Viole berdecak sebal, tak ia jawab dan lekas membuka pintu taksinya, ia menaruh tasnya di kursi tengah kemudian duduk di kursi depan. Ia tak perlu memberitahu sopir ke mana arah tujuannya karena sudah pasti lawan teleponnya tadi tahu di mana letak apartemen yang ia sewa. Taksi itu menyusuri jalan raya yang cukup padat, sementara Viole kembali mendengarkan lagu melalui headphone-nya.
****
Cerulean Apartments adalah apartemen yang Viole pilih untuk tempat tinggalnya. Dari luar apartemen ini sangat besar dengan delapan lantai, bangunanya berwarna cokelat atau merah seperti batu bata. Di pintu masuk atau bagian lobi menjadi akses berlalu-lalang serta orang luar dapat berkunjung, tentu saja harus tahu kamar mana yang hendak dikunjungi, jika hanya berlalu-lalang tanpa kejelasan maka akan dipertanyakan bahkan ditangkap oleh penjaga atau satpam yang bertugas di apartemen itu. Sebenarnya apartemen ini, berbeda dengan beberapa apartemen elit lainnya yang pada pintu lobi saja untuk bisa masuk harus menggunakan kunci pass atau pin magnetik.
Di apartemen Cerulean ini ada dua akses untuk ke lantai atas, pertama dengan menggunakan tangga kemudian yang kedua, ada elevator atau lift. Lalu naiklah ke lantai atas, jika sudah sampai di apartemen yang disewa, maka seseorang bisa masuk ke dalam apartemennya dengan dua akses juga yakni memasukkan password pada pintu atau dapat menggunakan pin magnetik supaya lebih mudah. Untuk tempat parkiran berada di belakang apartemen, beruntungnya ada pintu lain untuk masuk melalui tempat parkir jadi sedikit meringankan seseorang yang habis berbelanja.
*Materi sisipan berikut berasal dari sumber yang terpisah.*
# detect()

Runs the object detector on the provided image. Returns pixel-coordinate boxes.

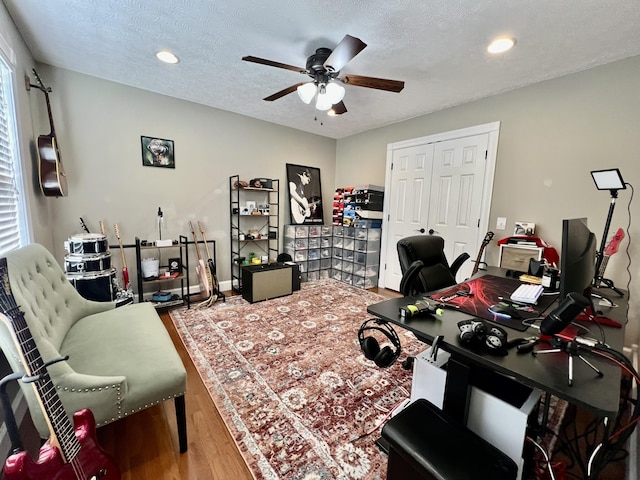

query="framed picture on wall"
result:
[287,163,324,224]
[140,136,176,168]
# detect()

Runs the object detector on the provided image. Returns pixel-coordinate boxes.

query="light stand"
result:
[591,168,627,297]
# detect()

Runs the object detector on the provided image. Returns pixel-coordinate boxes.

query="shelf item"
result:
[498,244,544,273]
[136,235,190,308]
[229,175,280,293]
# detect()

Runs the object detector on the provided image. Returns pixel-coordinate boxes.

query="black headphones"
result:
[458,320,507,355]
[358,318,402,368]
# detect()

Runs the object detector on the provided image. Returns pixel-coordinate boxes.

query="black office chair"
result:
[397,235,469,297]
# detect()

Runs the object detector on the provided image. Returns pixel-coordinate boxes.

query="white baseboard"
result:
[623,343,640,478]
[135,280,231,301]
[0,390,28,458]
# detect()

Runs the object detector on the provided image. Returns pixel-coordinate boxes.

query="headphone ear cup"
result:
[373,345,393,368]
[361,337,380,360]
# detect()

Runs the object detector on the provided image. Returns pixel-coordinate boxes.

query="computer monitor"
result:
[559,218,597,300]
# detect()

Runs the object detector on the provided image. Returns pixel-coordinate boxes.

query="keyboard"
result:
[511,283,544,303]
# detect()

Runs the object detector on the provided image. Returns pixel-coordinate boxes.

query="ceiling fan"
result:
[242,35,404,115]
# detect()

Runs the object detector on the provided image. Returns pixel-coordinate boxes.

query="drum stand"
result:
[531,337,604,387]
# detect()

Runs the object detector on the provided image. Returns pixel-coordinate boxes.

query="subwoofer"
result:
[242,263,300,303]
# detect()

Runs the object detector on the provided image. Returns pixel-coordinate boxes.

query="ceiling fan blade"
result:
[263,82,307,102]
[324,35,367,72]
[329,102,347,117]
[242,55,307,73]
[338,74,404,93]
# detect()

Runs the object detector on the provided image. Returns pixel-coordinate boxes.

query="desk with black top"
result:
[367,268,626,423]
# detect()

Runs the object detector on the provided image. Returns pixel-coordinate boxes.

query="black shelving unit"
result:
[229,175,280,293]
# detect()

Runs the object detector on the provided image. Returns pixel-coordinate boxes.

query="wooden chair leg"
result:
[174,395,187,453]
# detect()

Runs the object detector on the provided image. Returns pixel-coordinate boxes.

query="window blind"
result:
[0,55,26,254]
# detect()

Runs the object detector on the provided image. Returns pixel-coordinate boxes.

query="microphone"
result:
[540,292,591,335]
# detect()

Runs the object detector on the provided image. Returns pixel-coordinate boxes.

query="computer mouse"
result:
[489,303,522,320]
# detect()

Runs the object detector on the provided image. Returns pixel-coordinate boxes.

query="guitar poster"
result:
[287,163,324,225]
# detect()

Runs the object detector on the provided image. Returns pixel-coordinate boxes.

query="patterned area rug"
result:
[171,280,564,480]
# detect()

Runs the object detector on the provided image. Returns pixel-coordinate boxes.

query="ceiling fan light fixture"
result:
[296,82,317,105]
[316,93,333,111]
[156,50,180,64]
[487,37,516,53]
[325,82,344,105]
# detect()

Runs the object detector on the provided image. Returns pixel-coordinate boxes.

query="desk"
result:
[367,269,626,423]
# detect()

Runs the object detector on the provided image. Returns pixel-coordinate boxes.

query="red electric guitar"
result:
[0,258,120,480]
[113,223,131,290]
[27,69,68,197]
[596,228,624,287]
[189,222,212,298]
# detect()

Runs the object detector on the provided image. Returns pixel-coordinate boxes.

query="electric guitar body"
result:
[4,409,120,480]
[291,198,320,224]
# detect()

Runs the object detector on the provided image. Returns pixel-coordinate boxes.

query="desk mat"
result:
[431,275,558,332]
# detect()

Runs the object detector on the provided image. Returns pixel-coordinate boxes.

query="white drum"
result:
[67,268,116,302]
[64,252,111,273]
[64,233,109,255]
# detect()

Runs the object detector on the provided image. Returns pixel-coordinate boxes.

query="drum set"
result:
[64,233,133,303]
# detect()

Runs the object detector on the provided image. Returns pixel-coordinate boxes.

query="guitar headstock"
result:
[27,68,53,93]
[482,231,495,247]
[604,228,624,256]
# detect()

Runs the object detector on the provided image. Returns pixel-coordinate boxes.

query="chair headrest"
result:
[398,235,448,266]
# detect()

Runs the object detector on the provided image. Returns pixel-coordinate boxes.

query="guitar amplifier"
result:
[242,262,300,303]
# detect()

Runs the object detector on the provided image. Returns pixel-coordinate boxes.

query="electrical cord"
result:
[525,437,556,480]
[572,344,640,478]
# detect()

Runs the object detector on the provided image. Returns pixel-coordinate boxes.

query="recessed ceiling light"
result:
[487,38,516,53]
[156,50,180,63]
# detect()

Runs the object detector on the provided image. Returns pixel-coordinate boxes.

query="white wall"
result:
[336,57,640,343]
[33,65,335,283]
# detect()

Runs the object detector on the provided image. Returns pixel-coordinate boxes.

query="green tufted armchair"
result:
[0,244,187,452]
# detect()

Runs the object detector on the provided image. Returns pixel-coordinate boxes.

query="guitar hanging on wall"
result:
[26,68,68,197]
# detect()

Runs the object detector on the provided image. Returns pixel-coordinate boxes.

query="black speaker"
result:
[540,292,590,335]
[358,318,402,368]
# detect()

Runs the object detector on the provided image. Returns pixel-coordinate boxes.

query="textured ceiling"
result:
[3,0,640,138]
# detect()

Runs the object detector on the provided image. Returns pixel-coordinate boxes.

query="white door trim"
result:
[378,121,500,287]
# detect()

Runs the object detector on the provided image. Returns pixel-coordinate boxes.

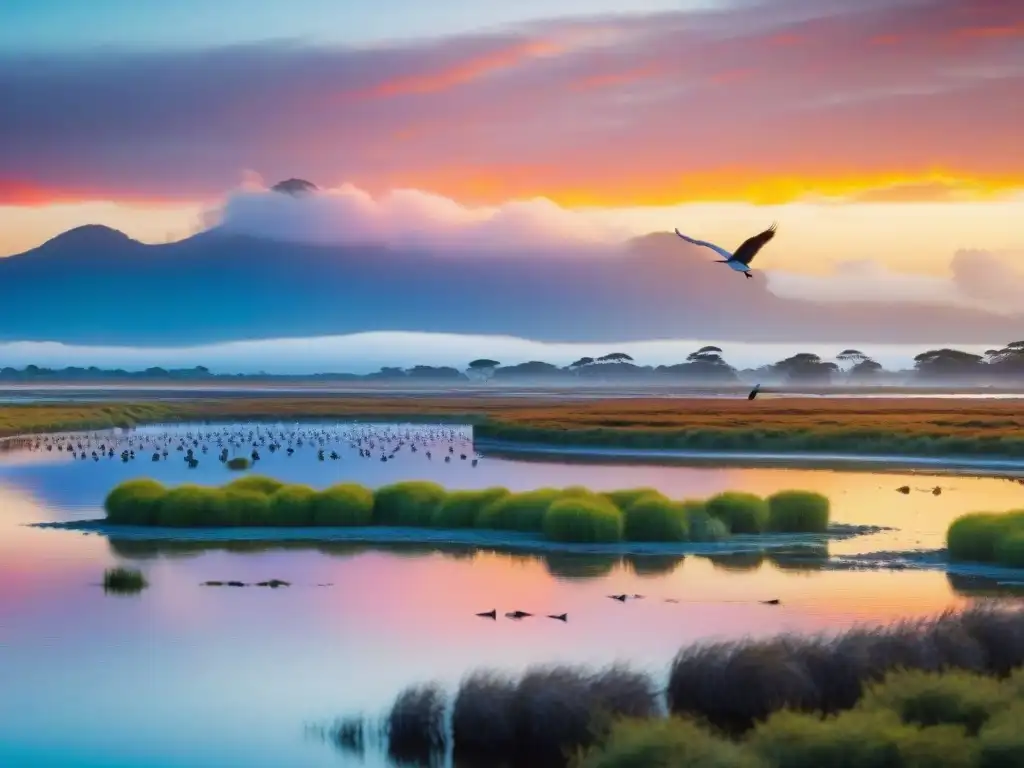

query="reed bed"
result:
[344,605,1024,768]
[105,475,828,543]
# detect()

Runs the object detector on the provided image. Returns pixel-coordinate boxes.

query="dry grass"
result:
[0,394,1024,455]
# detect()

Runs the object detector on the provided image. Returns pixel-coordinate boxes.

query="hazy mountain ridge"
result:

Kini Viole menghela napas setelah dia menyeret dirinya seraya membawa tasnya yang berat, ia berada di lantai enam, sengaja ia memilih apartemen yang agak murah dan juga di lantai atas. Apartemennya di nomor 65 dengan artian jika ada delapan lantai maka satu lantai di bangunan apartemen ini ada sepuluh kamar apartemen yang disewakan, totalnya ada 80 kamar apartemen di sini. Ya tidak mengherankan karena apartemen ini sangat jadul dan sudah beberapa kali direnovasi, seingat Viole, awalnya apartemen ini menggunakan akses kunci yang sulit dibuka dari dalam dan mudah dibobol pencuri dari luar, tetapi kini sudah diperbaiki sehingga lebih aman. Alasan dia memilih apartemen ini karena paling dekat dengan sekolahnya serta pusat perbelanjaan dan juga beberapa toko maupun kafe. Terlebih dia tak punya kendaraan jadi harus berjalan kaki atau menaiki bus maupun taksi. Jadi dengan memilih apartemen ini, dia lebih mudah pergi ke mana-mana meski harus berjalan kaki.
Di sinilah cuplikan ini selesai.